Le Temps

A Genève, Le Grütli relance la mode du peep-show

Seul dans une cellule, le spectateur regarde des créatures demi-nues incarner songes et fantasmes. Une propositio­n intrigante qui joue sur le plaisir de voir sans être vu. A moins que…

- MARIE-PIERRE GENECAND

De l’avis d’un spécialist­e, il n’y a pas de peepshow à Genève ou à Lausanne. Pas moyen de se «détendre en regardant une nana à poil danser de manière suggestive», résume-t-il sans détour. Ces jours, à Genève, Le Grütli répare le manque de manière décalée avec Topeep Secret Box, de la compagnie Delgado-Fuchs.

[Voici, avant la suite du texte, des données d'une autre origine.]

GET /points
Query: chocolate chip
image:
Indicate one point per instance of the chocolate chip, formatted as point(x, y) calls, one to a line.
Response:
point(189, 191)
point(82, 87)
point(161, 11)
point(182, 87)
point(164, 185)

Seize cellules individuel­les qui, disposées en cercle, donnent sur la même arène entourée de miroirs sans tain et accueillan­t des créatures à paillette ou à plumes, supports de fantasmes divers, de l’animal à la soubrette, en passant par la femme-idole, adorée par ses disciples.

Le regardant regardé

C’est bien? C’est surtout intrigant. Car, lors d’une transition entre deux apparition­s, une voix féminine s’adresse aux voyeurs qui, tous, portent un casque sur les oreilles. A tour de rôle, la voix grave et sensuelle décrit les expression­s ou attitudes des spectateur­s. «Madame, vous avez un regard curieux. Vous, vous avez l’air fatigué; vous, vous êtes un peu coincée; et vous, Monsieur, vous vous rapprochez très près de la glace. Attention, lorsqu’on s’approche trop, on perd de vue le contexte, on peut se perdre même tout à fait!»

A ce moment, on remet les manches de sa combinaiso­n qu’on avait ôtées vu la chaleur de l’habitacle et on se dit que tel est pris qui croyait prendre. Le regardant devient regardé et le jeu inverse la notion d’intimité.

Sinon, quand les cellules sont éteintes et que les spots, rouges, bleus ou or, éclairent l’arène, on se laisse porter par les évocations oniriques orchestrée­s par Nadine Fuchs et Marco Delgado, avec leurs trois complices, les danseuses Alexia Casciaro, Lalla Morte et Natalia Pieczuro.

Et que voit-on sur la musique envoûtante de Clive Jenkins? Une femme qui naît d’un voile, séquence magnifique et mystérieus­e au son des percussion­s. Une immense jupe recouvre la totalité de la scène tandis que le visage semble crier sous le tissu serré.

On voit aussi deux chevaux humains qui tiennent une barre sur laquelle se hisse une soubrette-souris qui, plus tard, enflamme sa peau sous nos yeux ébahis. Dans un éclairage couleur sable, on voit encore une larve géante avancer par reptation, devenir hamster au fil des jeux de lumière pour finir en «truc en plumes» dévoilant une danseuse quand la musique accélère. Belle séquence, là aussi, qui exploite au mieux le trouble né du procédé.

L’embarras du trouble

Car, quand on ne sait pas ce qu’on voit, on est renvoyé à notre besoin de contrôle et à notre solitude face à ce désarroi. Impossible de partager l’énigme avec son voisin ou, au moins, de vérifier sur les visages adjacents que le trouble est partagé. On est là, face à une bête qui rappelle La Métamorpho­se de Franz Kafka et condamné à gérer seul notre embarras. «Moi, c’est justement ça que j’ai adoré, confie un spectateur à la sortie. Pouvoir me faire mon film en solitaire et ne pas avoir à répondre de mon imaginaire.» Intéressan­t. Et proche de la citation de Jean Starobinsk­i tirée de L’OEil vivant que le duo Delgago-Fuchs a mise en exergue dans le programme. «Le caché est l’autre côté d’une présence. Le pouvoir de l’absence, si nous tentons de le décrire, nous ramène au pouvoir que détiennent, de façon inégale, certains objets réels: ils désignent, derrière eux, un espace magique; ils sont l’indice de quelque chose qu’ils ne sont pas.» Du voile au dévoilemen­t, la soirée permet toutes les échappées. ■

Topeep Secret Box, jusqu’au 18 avril, Le Grütli, Genève. Vu la jauge réduite, plusieurs représenta­tions s’enchaînent durant la même soirée.